This is the time of year – in a presidential election year, that is – where any reporting on politics can’t help but lean toward that fast-approaching special Tuesday after the first Monday of November. You know the one I mean. In any other year, it would be commanding ALL the headlines, whereas this year, presidential politics have taken a backseat to the pandemic, protests and wildfires.
OK, maybe that’s not quite right, given that our politics these days are like a black hole consuming the galaxy that once encircled it. Which is to say: Once it was a bright, shiny sun – the envy of all the world – and then, you know, it went supernova and collapsed upon itself, and now it’s a churning maelstrom that pulls in and pulls apart anything that drifts too close.
But hey, that’s democracy, right? Sometimes we fight. And sometimes we REALLY fight.
But this magazine is not about political fisticuffs.
This magazine is a celebration of our democracy, and we are doing that by profiling all kinds of people who have made politics their life’s work.

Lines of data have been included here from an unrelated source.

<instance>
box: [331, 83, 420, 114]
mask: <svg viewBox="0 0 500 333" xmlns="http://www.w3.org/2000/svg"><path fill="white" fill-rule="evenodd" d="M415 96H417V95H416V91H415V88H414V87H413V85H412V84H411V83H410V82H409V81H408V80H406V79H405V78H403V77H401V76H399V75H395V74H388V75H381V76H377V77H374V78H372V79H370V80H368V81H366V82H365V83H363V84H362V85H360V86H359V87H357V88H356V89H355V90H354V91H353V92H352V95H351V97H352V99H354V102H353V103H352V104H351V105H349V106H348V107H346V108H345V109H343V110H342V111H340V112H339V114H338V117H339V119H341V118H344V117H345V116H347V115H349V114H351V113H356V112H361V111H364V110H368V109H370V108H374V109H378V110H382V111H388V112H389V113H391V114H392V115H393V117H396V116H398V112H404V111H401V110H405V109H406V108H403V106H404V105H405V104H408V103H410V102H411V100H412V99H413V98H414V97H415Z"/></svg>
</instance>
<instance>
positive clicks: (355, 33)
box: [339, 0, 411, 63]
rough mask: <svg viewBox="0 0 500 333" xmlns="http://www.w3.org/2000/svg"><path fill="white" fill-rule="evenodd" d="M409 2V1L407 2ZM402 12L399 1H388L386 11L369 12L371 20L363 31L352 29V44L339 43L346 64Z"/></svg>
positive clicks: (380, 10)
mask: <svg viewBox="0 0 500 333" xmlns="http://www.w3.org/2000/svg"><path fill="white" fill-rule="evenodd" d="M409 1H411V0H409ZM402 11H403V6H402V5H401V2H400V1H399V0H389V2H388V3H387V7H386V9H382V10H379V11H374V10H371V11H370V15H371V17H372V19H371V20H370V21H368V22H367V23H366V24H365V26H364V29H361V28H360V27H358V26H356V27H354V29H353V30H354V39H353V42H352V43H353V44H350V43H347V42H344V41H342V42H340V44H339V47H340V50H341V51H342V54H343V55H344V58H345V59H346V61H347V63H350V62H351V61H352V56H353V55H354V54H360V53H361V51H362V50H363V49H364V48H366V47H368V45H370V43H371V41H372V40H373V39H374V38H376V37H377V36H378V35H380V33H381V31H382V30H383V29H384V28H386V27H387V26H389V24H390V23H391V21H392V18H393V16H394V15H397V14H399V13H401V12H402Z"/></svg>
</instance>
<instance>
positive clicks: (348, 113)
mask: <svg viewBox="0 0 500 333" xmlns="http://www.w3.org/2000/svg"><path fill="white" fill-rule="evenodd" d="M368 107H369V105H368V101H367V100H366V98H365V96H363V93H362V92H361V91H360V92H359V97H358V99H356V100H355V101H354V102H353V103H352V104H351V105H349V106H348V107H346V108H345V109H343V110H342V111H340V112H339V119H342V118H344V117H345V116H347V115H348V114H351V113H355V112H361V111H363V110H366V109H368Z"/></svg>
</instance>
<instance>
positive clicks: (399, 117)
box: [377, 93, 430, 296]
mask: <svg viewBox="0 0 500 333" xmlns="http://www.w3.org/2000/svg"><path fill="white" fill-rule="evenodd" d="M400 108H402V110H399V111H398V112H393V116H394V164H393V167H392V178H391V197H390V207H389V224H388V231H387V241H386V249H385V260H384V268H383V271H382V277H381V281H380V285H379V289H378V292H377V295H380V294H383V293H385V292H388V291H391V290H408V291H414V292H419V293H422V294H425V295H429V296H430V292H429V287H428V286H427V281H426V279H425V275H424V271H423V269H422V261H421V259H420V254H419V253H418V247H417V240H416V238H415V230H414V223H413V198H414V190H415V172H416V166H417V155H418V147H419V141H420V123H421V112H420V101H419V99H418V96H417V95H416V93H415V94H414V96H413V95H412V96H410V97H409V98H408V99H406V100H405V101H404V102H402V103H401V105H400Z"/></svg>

But please note: We’ve kind of left out the politicians.
Instead, we are focusing on the people who actually make the process work – the grassroots community organizer, the pollster, the volunteer, the political operative, the campaign manager, the party chair and so on. We’ve picked people from both parties, and we’ve done our best to leave the platforms aside in favor the personal stories in hopes that no matter which party you pledge your allegiance to, you’ll see that all of these people – even the ones you might normally refer to as THEY or THEM or even as something less generous – are just people.
Like you and me.
And like you and me, they are Americans who believe in the promise of our great nation and in the enduring strength of our republic.
In the following pages, you will meet people like pollster Adam Probolsky, whose career was born in front of his father’s bagel shop, and who says, “In California, the world was, and still is, wide open. Anybody can be anything.”
You’ll also meet political consultant Leo Briones, who offers his origin story in his own words, telling how a childhood brush with racism ultimately led him to an abiding interest in history and politics and ultimately set the course of his life: “I chose democracy and politics,” he writes.
And you’ll also meet the new chairwoman of the state Republican Party, Jessica Millan Patterson, whose political career started at 16, when she announced to her parents (both Democrats) that she wanted to volunteer at the Los Angeles County Republican Party Headquarters.
And there are many others as well, from both sides of the proverbial aisle and from all walks of life.
We hope you will find something in common with the new faces you’ll find in these pages, even if that commonality is as simple as the fact that we are all Americans, and together, we can build a better and brighter future.